This illustration of artificial intelligence has in fact been generated by AI: view source
In the age of AI chat bots and content generators, we are witnessing a revolution in how we create and consume information. But as we, humans, increasingly rely on AI to produce our content, are we unintentionally setting up a future where AI’s growth stagnates? This question stems from a simple observation I made a several months ago: “AI is trained on human-generated data, but what happens when that data is increasingly AI-generated?”
The Current AI Boom
Today’s AI models, including large language models like ChatGPT from OpenAI, Claude from Anthropic, and more, are trained on vast amounts of human-created content. This content is original since it is made by humans and contains creative, natural(real), and motive-driven details that present an enormous number of perspectives from individuals. It includes everything from books and articles to social media posts, photos, and videos. For instance, many photographers, researchers, authors and more are publishing new and original work every day. The richness and diversity of this data has allowed AI to make impressive strides in understanding and generating human-like content.
The Potential Paradox
However, as AI becomes more integrated into our daily lives and workflows, we’re facing a potential paradox: AI is increasingly used to generate content(text, images, code, etc.). This AI-generated content may be fed back into future AI training datasets. Over time, a larger proportion of the available data could become AI-generated rather than human-generated. This could lead to a feedback loop where AI is learning from it own outputs rather than from original human creativity. One assumption is that the creativity-content generation rate of individuals decreases with AI overdependence.

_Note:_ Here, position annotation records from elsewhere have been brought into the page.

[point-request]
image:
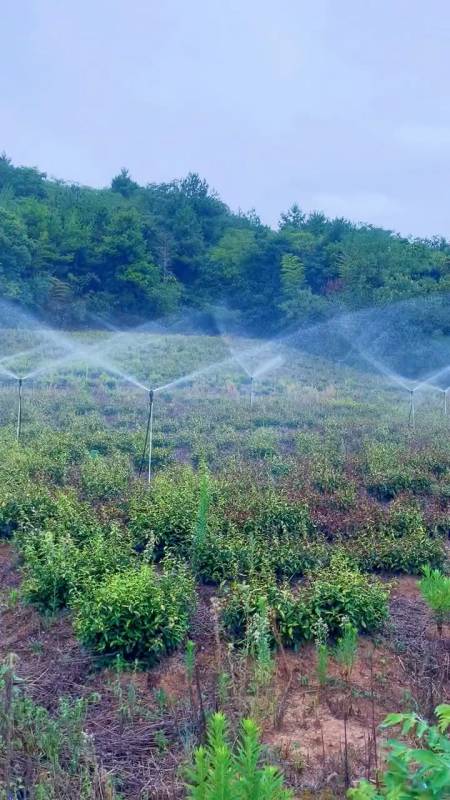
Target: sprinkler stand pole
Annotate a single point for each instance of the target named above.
(412, 411)
(19, 412)
(150, 436)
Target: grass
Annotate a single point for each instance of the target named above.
(255, 504)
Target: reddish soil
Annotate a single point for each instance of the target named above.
(142, 722)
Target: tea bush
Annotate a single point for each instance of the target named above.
(278, 540)
(105, 478)
(57, 568)
(167, 513)
(50, 568)
(24, 507)
(391, 470)
(137, 614)
(401, 544)
(330, 595)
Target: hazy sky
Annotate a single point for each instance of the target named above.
(340, 105)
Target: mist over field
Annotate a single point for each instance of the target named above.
(224, 401)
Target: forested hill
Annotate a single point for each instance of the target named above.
(134, 252)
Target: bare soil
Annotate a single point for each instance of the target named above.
(143, 723)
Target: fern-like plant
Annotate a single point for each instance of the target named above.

The Risk of Homogenization
If this trend continues unchecked, we might face several consequences as time passes. AI-generated content might become more homogeneous over time, lacking quirks, innovations, and unexpected connections that human creativity brings. For example; the only reason OpenAI’s DALL-E can generate an image of humans playing football on Planet Mars is that - it has been trained on original image data created by many photographers, fiction scene designers, and satellites. I doubt if it can generate a realistic instance that it was never trained with. Therefore, without exposure to truly novel ideas and expressions, AI’s ability to innovate and generate original content could plateau.
Preserving the Human Touch
We are currently in the early phases where students generate essays using AI at the same time lecturers use it check whether thier content is AI-generated or not. It’s very astonishing how very few score less than 15%. One notable lesson from Jordan Peterson’s lectures states that, “thinking begins when you start writing”. This suggests that if individuals take on writing, traditionally with pen and paper or electronically with keyboard and writing app, they think, grow and nurture new ideas and perspectives.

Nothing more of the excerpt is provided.